O livro é a decantação de mais de cinco anos de debates intensos com políticos pelos autores,
acadêmicos, juristas, lideranças sociais, jornalistas e cidadãos engajados.
A leitura está organizada como uma jornada em cinco etapas, cada uma delas concebida
como um degrau de aprofundamento – da análise ao convite, da crítica ao método, do
diagnóstico ao horizonte.
• O Alicerce (Capítulo 1): começa pelo fundamento, porque nenhuma transformação
consistente pode nascer sem compreender as bases. Destaca a trajetória da democracia
desde suas origens, dialogando com pensadores clássicos como Platão e Aristóteles,
passando pelas formulações de Hobbes e Rousseau, até chegar à crítica contemporânea
de autores como Castells e Arendt.
• A Bússola (Capítulo 2): apresenta os 16 sinais de colapso, sintomas de uma crise estrutural
que não pode mais ser ignorada, e, em contraponto, 16 Novos Princípios que funcionam
como um manifesto. Eles não são receitas prontas, mas orientações que apontam o
norte para uma refundação democrática. É uma bússola que não elimina a incerteza do
caminho, mas impede que fiquemos à deriva.
• O Mapa (Capítulo 3): destaca as 32 teses, em detalhes, os relevos, obstáculos e possibilidades
da próxima democracia.

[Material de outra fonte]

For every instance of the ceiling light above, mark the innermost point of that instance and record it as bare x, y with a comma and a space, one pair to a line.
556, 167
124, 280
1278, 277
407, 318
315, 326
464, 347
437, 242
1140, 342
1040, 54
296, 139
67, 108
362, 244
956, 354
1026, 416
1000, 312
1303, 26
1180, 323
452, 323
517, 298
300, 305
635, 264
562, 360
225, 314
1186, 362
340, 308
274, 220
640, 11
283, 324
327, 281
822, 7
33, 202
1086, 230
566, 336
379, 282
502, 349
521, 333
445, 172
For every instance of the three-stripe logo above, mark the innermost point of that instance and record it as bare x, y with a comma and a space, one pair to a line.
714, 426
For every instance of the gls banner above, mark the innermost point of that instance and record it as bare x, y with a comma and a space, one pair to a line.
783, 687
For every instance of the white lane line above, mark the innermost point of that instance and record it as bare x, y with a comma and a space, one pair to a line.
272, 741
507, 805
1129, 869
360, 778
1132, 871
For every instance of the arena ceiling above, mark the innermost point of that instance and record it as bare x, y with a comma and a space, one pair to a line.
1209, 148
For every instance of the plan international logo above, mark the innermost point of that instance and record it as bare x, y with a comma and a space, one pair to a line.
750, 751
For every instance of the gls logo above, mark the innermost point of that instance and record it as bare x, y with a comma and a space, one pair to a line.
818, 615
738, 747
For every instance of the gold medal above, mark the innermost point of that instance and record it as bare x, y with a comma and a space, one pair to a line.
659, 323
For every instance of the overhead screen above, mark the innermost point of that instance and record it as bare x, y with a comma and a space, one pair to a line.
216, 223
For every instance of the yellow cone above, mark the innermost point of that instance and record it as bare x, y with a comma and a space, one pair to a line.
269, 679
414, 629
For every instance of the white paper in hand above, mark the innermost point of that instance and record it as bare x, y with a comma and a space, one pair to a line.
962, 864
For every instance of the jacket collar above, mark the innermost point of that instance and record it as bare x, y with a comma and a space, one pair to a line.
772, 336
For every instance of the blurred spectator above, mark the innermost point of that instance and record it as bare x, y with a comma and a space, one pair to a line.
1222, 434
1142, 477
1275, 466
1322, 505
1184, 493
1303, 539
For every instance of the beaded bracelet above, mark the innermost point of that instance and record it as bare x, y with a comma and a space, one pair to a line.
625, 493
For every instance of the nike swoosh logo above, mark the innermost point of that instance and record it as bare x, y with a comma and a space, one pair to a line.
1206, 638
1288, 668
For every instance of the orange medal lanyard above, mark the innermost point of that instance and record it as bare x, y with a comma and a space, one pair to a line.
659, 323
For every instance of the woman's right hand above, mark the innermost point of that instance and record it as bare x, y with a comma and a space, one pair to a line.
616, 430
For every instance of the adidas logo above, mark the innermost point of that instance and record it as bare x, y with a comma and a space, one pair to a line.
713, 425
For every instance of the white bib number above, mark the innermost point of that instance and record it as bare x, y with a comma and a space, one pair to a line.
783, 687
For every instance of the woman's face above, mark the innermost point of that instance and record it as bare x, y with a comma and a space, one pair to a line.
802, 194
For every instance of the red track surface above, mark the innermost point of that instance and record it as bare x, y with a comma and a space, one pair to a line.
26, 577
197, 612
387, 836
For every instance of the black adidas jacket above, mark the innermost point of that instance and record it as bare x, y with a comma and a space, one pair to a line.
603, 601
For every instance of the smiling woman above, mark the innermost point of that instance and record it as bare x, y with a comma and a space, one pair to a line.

Cada tese é uma hipótese-portal, um horizonte a ser explorado,
que não pretende encerrar o debate, mas abri-lo. O mapa, nesse sentido, é mais convite
do que manual: convida à reflexão, ao dissenso criativo e à construção de novas rotas.
• O Manual de Navegação (Capítulo 4): abrange o AEIOU, um método prático – um “algoritmo
para a democracia” – que ajuda coletivos, gestores e cidadãos a transformar teses em
ação situada. Trata-se de um guia operacional que traduz princípios em passos, e
hipóteses em práticas.
• O Horizonte (Capítulo 5): o horizonte não é ponto final, mas abertura: uma visão de democracia
como ecossistema vivo, a ser cultivado por todos nós. É aqui que o livro se torna manifesto,
convocando o leitor não apenas a pensar, mas a agir, como parte ativa desta refundação.